Columns A, B, and C were additionally inoculated with moderately thermophilic populations of sulfur oxidizers (Acidothiobacillus caldus and Acidothiobacillus sulfuriphilus) and iron oxidizers (Sulfobacillus thermosulfidooxidans) on a continuous basis, referred to as ‘MC1’ in FIG. 7. Column D comprised a non-inoculated control.

ORP in the recirculating leach liquor versus a Ag/AgCl electrode was measured daily for 60 days, confirming oxidative leaching of the sulfide ore. On day 60, a temperature change was artificially induced by adjusting the incubator's target temperature, and temperature was increased to 65° C. over 4 days.

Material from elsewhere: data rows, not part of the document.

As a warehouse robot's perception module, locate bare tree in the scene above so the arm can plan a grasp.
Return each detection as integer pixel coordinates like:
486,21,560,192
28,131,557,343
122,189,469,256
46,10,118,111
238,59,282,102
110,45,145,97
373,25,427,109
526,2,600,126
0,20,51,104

As shown in FIG. 7, a sudden and severe decrease in ORP indicated a crash of the microbial leach catalysis and a disruption of the oxidative leaching of the sulfide ore on day 63.

Leaching with an alternative microbial composition (referred to as MC2 in FIG. 7) comprising highly thermally tolerant populations of sulfur oxidisers (Acidianus sulfidivorans) and iron oxidizers (Sulfuracidifex metallicus) commenced on the same day to reestablish leaching in Columns A and B. No alterations were made to the liquors present in Columns C and D.

An effect of this substitution of microbial populations on ORP was observed on day 67. On day 74, optimal leaching conditions were reestablished in Column A and B while leaching in non-adjusted columns C and D remained disrupted.

This data demonstrates that the repeated monitoring of a parameter (in this case, ORP) is a useful indicator of leaching effectiveness. Further, the data demonstrates that, if a change is observed which adversely impacts leaching efficiency (in this case, an increase in temperature), leaching effectiveness can be revived or maintained through the careful control of the microbial population/s comprised in lixiviant.